Acoustic Simultaneous Localization And Mapping (SLAM)
thesisposted on 20.12.2021, 16:19 by Akul MadanAkul Madan
The current technologies employed for autonomous driving provide tremendous performance and results, but the technology itself is far from mature and relatively expensive. Some of the most commonly used components for autonomous driving include LiDAR, cameras, radar, and ultrasonic sensors. Sensors like such are usually high-priced and often require a tremendous amount of computational power in order to process the gathered data. Many car manufacturers consider cameras to be a low-cost alternative to some other costly sensors, but camera based sensors alone are prone to fatal perception errors.

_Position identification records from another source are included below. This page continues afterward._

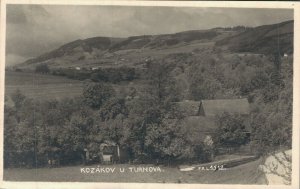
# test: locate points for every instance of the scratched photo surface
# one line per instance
(102, 93)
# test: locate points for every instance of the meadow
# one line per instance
(42, 86)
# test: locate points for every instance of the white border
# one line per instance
(231, 4)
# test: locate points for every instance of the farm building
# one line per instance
(215, 107)
(200, 116)
(110, 152)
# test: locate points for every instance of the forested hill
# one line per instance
(105, 51)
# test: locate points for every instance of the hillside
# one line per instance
(263, 39)
(133, 51)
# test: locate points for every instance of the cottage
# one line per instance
(215, 107)
(110, 152)
(200, 116)
(188, 107)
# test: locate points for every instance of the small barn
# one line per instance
(188, 107)
(200, 116)
(110, 152)
(215, 107)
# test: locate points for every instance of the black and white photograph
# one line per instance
(148, 93)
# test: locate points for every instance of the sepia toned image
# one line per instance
(115, 93)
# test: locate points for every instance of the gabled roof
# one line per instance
(188, 107)
(214, 107)
(198, 127)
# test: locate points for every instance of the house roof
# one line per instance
(198, 127)
(188, 107)
(214, 107)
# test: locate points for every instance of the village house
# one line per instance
(200, 115)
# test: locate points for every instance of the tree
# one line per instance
(231, 130)
(95, 95)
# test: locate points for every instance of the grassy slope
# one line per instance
(42, 86)
(244, 174)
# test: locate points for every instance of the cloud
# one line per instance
(34, 29)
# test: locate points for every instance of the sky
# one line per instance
(32, 30)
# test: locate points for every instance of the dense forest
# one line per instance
(145, 121)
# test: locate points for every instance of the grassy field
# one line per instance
(244, 174)
(42, 86)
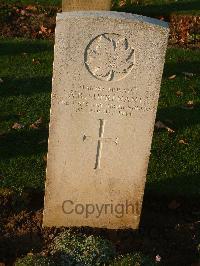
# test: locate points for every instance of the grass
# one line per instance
(34, 2)
(157, 8)
(174, 168)
(144, 7)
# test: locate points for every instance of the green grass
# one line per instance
(25, 96)
(34, 2)
(161, 7)
(144, 7)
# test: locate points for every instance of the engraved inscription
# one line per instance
(100, 141)
(109, 57)
(107, 100)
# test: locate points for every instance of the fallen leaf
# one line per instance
(179, 93)
(17, 126)
(37, 123)
(42, 142)
(158, 258)
(23, 12)
(172, 77)
(182, 141)
(31, 8)
(161, 125)
(43, 30)
(188, 74)
(35, 61)
(30, 254)
(189, 105)
(173, 205)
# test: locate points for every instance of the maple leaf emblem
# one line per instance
(109, 57)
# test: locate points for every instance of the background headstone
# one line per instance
(107, 73)
(75, 5)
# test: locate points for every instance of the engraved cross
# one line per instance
(100, 141)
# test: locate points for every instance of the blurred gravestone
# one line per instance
(75, 5)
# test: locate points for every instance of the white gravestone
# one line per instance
(107, 73)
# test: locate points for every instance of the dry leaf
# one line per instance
(17, 126)
(35, 61)
(23, 12)
(37, 123)
(31, 8)
(189, 105)
(182, 141)
(158, 258)
(173, 205)
(188, 74)
(172, 77)
(161, 125)
(179, 93)
(43, 30)
(45, 158)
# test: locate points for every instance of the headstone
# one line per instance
(107, 73)
(75, 5)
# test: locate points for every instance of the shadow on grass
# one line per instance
(23, 143)
(17, 87)
(159, 10)
(181, 66)
(181, 118)
(24, 46)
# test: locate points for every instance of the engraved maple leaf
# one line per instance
(109, 57)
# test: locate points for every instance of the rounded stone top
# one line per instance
(78, 5)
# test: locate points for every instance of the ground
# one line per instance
(170, 220)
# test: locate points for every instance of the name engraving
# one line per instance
(107, 101)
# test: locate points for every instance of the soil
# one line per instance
(34, 21)
(169, 228)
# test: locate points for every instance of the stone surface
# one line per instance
(106, 82)
(75, 5)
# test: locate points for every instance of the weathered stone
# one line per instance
(107, 74)
(75, 5)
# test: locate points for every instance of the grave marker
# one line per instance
(107, 73)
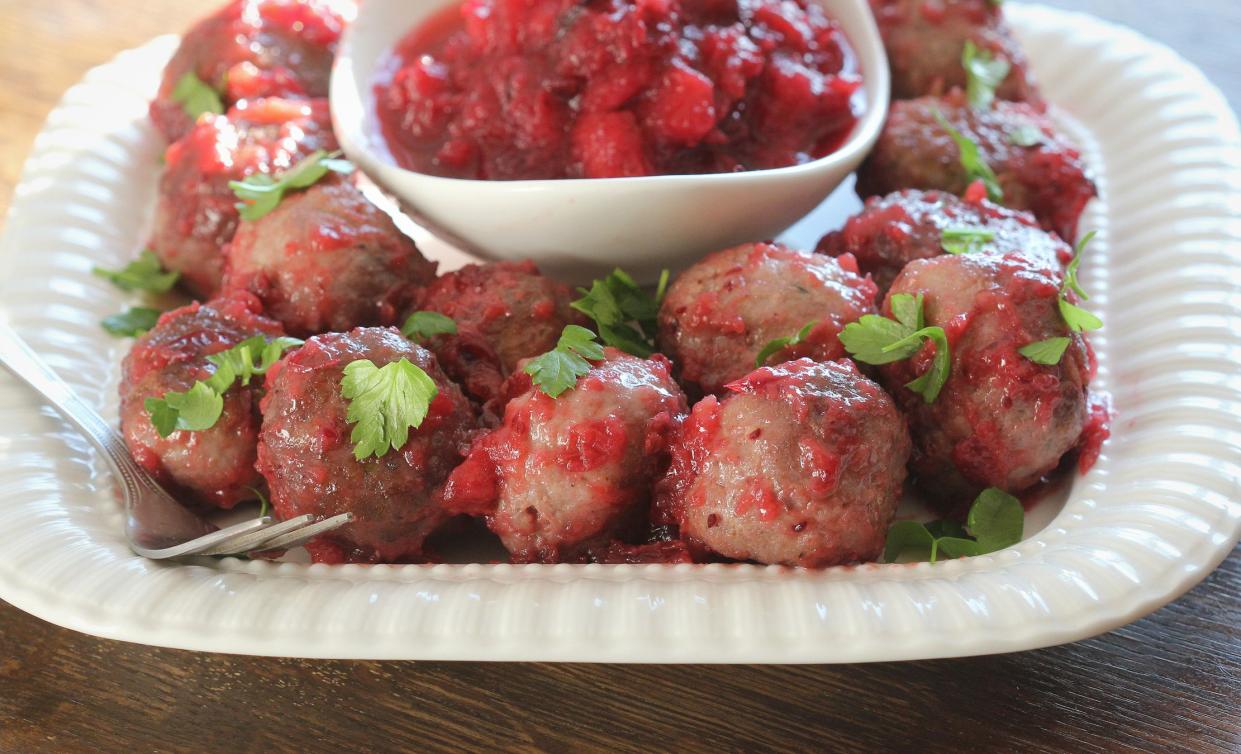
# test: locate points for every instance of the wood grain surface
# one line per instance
(1170, 682)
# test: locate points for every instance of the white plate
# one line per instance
(1157, 512)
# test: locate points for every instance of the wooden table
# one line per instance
(1170, 682)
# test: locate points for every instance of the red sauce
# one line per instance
(511, 89)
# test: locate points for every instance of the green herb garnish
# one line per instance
(262, 192)
(964, 239)
(624, 315)
(144, 273)
(972, 160)
(995, 521)
(779, 344)
(878, 340)
(132, 321)
(1025, 135)
(385, 403)
(196, 96)
(1045, 351)
(425, 325)
(984, 73)
(200, 407)
(557, 370)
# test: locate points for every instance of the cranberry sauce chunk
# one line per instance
(556, 88)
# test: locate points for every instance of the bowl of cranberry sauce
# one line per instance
(587, 134)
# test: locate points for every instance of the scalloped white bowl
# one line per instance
(577, 230)
(1158, 511)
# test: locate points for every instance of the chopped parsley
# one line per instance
(385, 403)
(779, 344)
(422, 326)
(878, 340)
(995, 521)
(262, 192)
(1045, 351)
(144, 273)
(132, 321)
(984, 73)
(1025, 135)
(964, 239)
(972, 160)
(200, 407)
(557, 370)
(624, 314)
(196, 96)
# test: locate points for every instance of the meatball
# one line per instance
(252, 48)
(801, 464)
(895, 230)
(720, 314)
(562, 476)
(1000, 421)
(328, 259)
(216, 465)
(196, 213)
(305, 454)
(504, 311)
(1049, 179)
(925, 44)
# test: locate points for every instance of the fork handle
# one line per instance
(145, 501)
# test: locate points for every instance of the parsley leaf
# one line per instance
(972, 160)
(144, 273)
(995, 521)
(984, 73)
(262, 192)
(196, 96)
(624, 315)
(1025, 135)
(132, 321)
(964, 239)
(194, 411)
(1077, 319)
(199, 407)
(1045, 351)
(385, 403)
(425, 325)
(557, 370)
(879, 340)
(779, 344)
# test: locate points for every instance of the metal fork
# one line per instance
(156, 526)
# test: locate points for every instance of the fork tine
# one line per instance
(252, 540)
(204, 542)
(302, 536)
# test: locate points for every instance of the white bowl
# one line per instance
(580, 228)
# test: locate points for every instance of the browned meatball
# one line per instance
(196, 213)
(215, 466)
(1002, 421)
(308, 459)
(504, 311)
(1048, 179)
(252, 48)
(328, 259)
(925, 41)
(895, 230)
(724, 310)
(801, 464)
(565, 475)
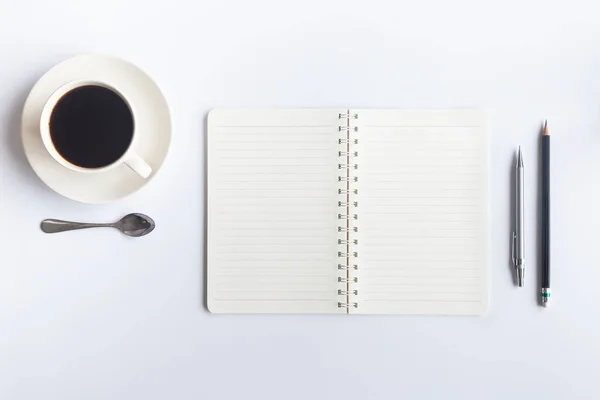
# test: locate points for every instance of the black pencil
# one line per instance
(545, 217)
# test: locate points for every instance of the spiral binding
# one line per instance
(346, 181)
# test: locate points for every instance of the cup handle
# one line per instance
(138, 165)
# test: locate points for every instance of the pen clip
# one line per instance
(513, 245)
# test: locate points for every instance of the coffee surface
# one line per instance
(91, 126)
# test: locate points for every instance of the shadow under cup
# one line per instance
(91, 126)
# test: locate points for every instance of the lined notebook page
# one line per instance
(272, 211)
(423, 212)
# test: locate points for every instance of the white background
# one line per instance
(96, 315)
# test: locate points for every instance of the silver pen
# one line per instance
(518, 235)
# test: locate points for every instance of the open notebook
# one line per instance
(348, 211)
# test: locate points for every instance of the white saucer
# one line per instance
(153, 127)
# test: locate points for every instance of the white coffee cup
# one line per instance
(129, 157)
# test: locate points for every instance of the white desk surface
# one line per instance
(94, 315)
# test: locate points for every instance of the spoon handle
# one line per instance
(56, 225)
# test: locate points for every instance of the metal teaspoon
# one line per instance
(134, 225)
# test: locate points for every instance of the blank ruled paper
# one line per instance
(272, 211)
(423, 212)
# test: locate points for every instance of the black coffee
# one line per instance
(91, 126)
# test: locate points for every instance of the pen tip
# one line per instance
(546, 132)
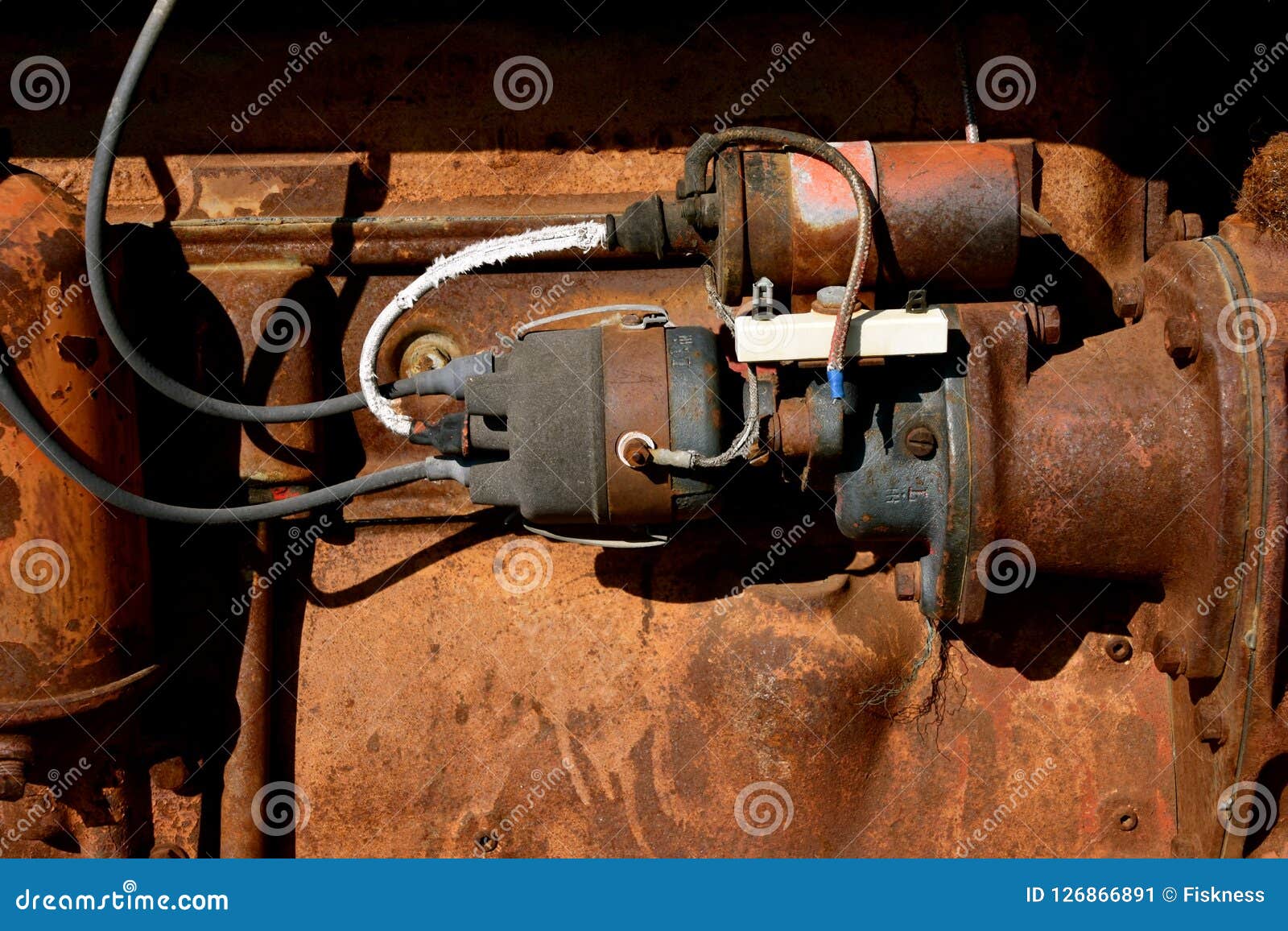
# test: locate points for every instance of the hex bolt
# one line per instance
(921, 442)
(907, 581)
(16, 752)
(1129, 300)
(1182, 338)
(1118, 649)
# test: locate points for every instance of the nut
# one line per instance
(1047, 324)
(1129, 300)
(16, 752)
(1118, 649)
(907, 581)
(921, 442)
(1170, 656)
(1182, 338)
(1185, 226)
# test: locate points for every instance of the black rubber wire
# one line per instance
(126, 501)
(96, 230)
(135, 504)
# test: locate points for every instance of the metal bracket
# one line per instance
(628, 317)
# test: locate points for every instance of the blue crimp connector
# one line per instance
(836, 382)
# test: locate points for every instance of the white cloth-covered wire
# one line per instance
(584, 236)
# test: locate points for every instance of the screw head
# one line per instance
(635, 450)
(921, 442)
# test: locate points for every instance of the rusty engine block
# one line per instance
(857, 486)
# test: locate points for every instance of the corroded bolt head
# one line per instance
(1129, 300)
(907, 581)
(1182, 338)
(424, 354)
(637, 453)
(921, 442)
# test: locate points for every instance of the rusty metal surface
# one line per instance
(75, 623)
(639, 691)
(654, 708)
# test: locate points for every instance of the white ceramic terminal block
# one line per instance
(799, 337)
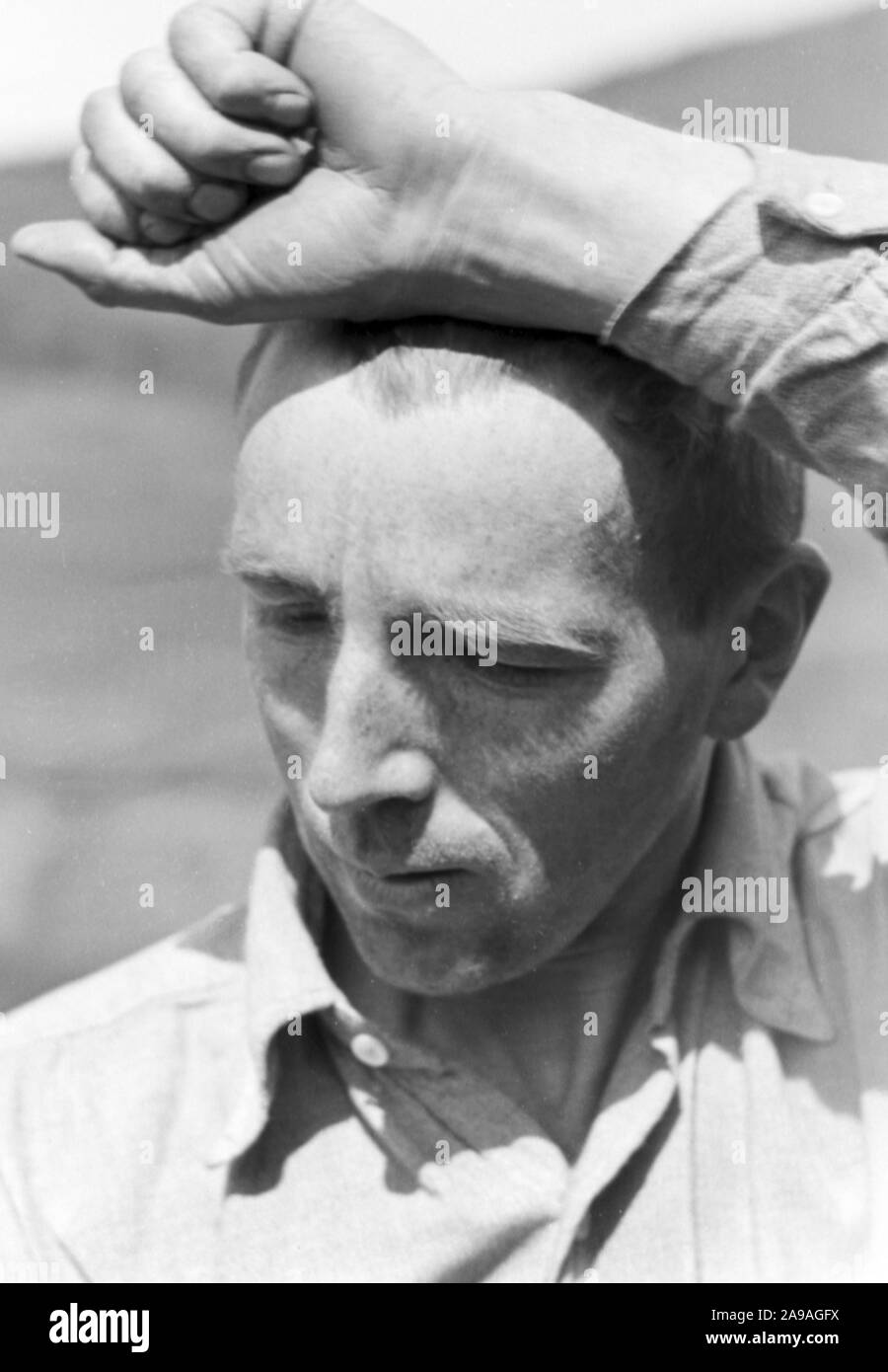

In many cases, adverse weather and night-time conditions hinder the performance of some vision based sensors. In order for a sensor to be a reliable source of data, the difference between actual data values and measured or perceived values should be as low as possible. Lowering the number of sensors used provides more economic freedom to invest in the reliability of the components used. This thesis provides an alternative approach to the current autonomous driving methodologies by utilizing acoustic signatures of moving objects. This approach makes use of a microphone array to collect and process acoustic signatures captured for simultaneous localization and mapping (SLAM). Rather than using numerous sensors to gather information about the surroundings that are beyond the reach of the user, this method investigates the benefits of considering the sound waves of different objects around the host vehicle for SLAM. The components used in this model are cost-efficient and generate data that is easy to process without requiring high processing power. The results prove that there are benefits in pursuing this approach in terms of cost efficiency and low computational power. The functionality of the model is demonstrated using MATLAB for data collection and testing.